Ye Ming fronça les sourcils : « Il est vraiment sans scrupules. »
Fang Yibai soupira : « C’est pour ça que je suis dans la merde aujourd’hui, je n’ai aucune chance contre Ouyang Qi, il est trop fort. »
Ye Ming réfléchit un instant, puis se transforma soudainement pour ressembler exactement à Fang Yibai, puis demanda en souriant : « Alors, je ressemble à quoi ? »
Fang Yibai ouvrit grand les yeux et s’écria : « Comment as-tu fait ça ? »
Ye Ming ne révéla pas que c’était grâce au Voile Divin, et répondit : « Un secret de transformation. »
Fang Yibai comprit tout de suite et éclata de rire : « Tu veux dire que tu vas me remplacer au combat ? »
Ye Ming : « Pourquoi pas ? C’est un défi contre toi, même si tu gagnes, ton rang ne changera pas, ça ne t’affecte pas. Si c’était toi qui défiais quelqu’un, je ne pourrais pas t’aider. Si je t’aide à devenir premier du classement externe, tu auras des adversaires encore plus forts. »
Fang Yibai rit et tapa dans ses mains : « Parfait ! Tu te bats à ma place pour ces deux combats ! »
Fang Yibai n’eut pas besoin de se préparer pour le défi de midi, il sortit quelques vêtements qu’il portait souvent pour que Ye Ming les enfile, puis reprit son apparence.

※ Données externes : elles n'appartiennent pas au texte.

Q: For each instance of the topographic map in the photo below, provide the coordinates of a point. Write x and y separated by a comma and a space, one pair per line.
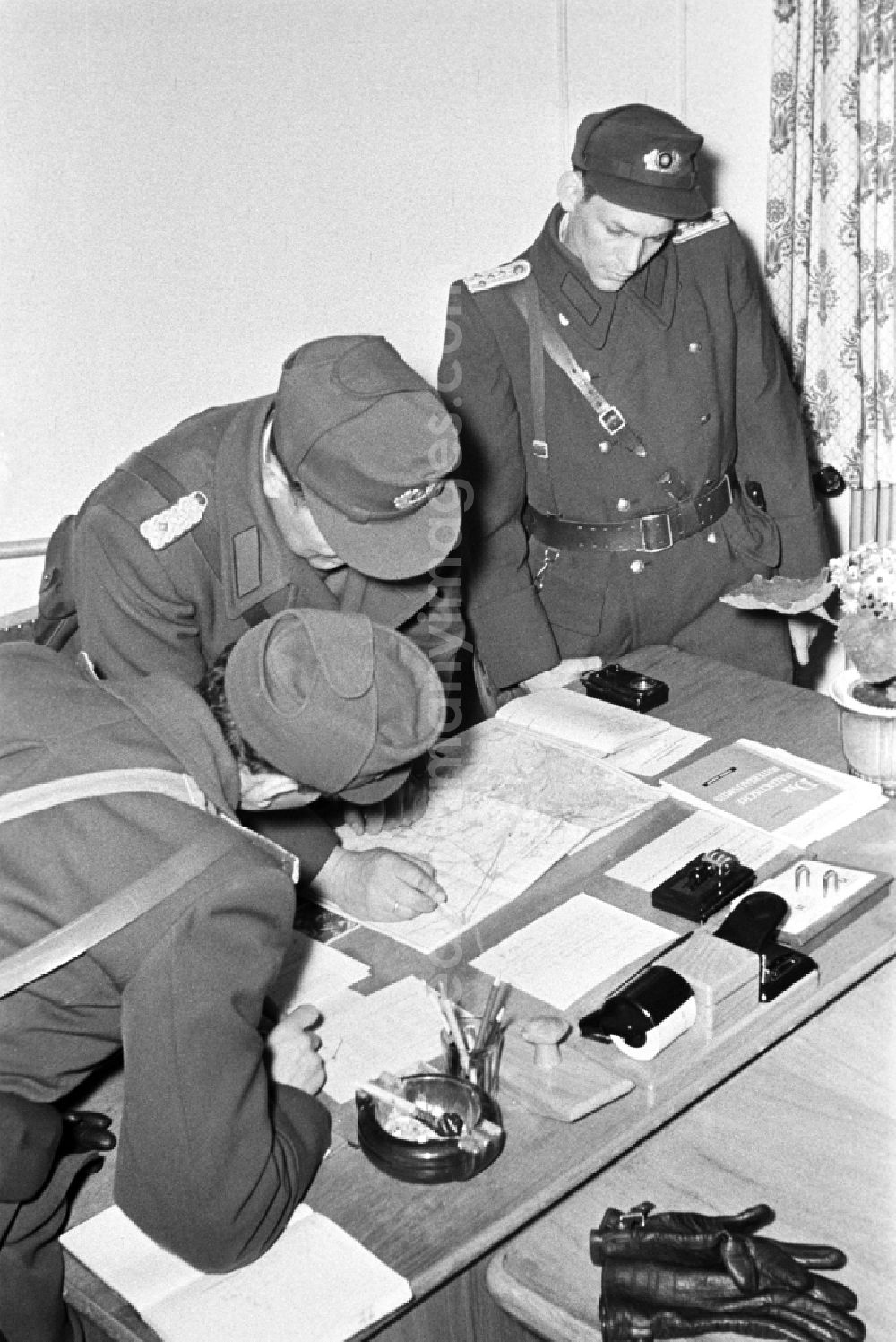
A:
504, 805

« Si tu me remplaces, il faut que tu connaisses quelques techniques de la Secte de Tiangong, » dit Fang Yibai en se grattant la tête. « Mais le temps est court, tu ne pourras pas beaucoup apprendre. »
Ye Ming répondit : « Ce n’est pas grave, montre-moi, j’apprendrai ce que je peux. »
Fang Yibai n’avait pas d’autre choix et dit : « Ma technique habituelle est le ‘Marteau de l'esprit’. Cette technique peut s’utiliser à mains nues ou avec un marteau octogonal, mais j’utilise surtout mes poings. Ma cultivation principale est le ‘Trésor de Tiangong’, qui se marie bien avec cette technique. »
Ye Ming : « Je n’utiliserai pas de cultivation, juste le Marteau de l'esprit. »
Tout le matin, Fang Yibai enseigna le ‘Marteau de l'esprit’ à Ye Ming. La Matrice à 7 dimensions était vraiment puissante, et en environ une heure, Ye Ming maîtrisa la technique. À midi, il l’utilisait avec aisance, presque au stade de la maîtrise parfaite.
La Secte de Tiangong avait un lieu dédié aux combats, comme toutes les grandes sectes, pour renforcer la compétition interne et encourager chacun à progresser.
Ye Ming, déguisé en Fang Yibai, prit sa place sur le terrain, tandis que le vrai Fang Yibai se dissimula dans la foule sous un autre déguisement.
Sur la place, Qi Fei se tenait déjà sur le ring, un sourire mauvais aux lèvres, fixant intensément Ye Ming, qui pour lui était Fang Yibai.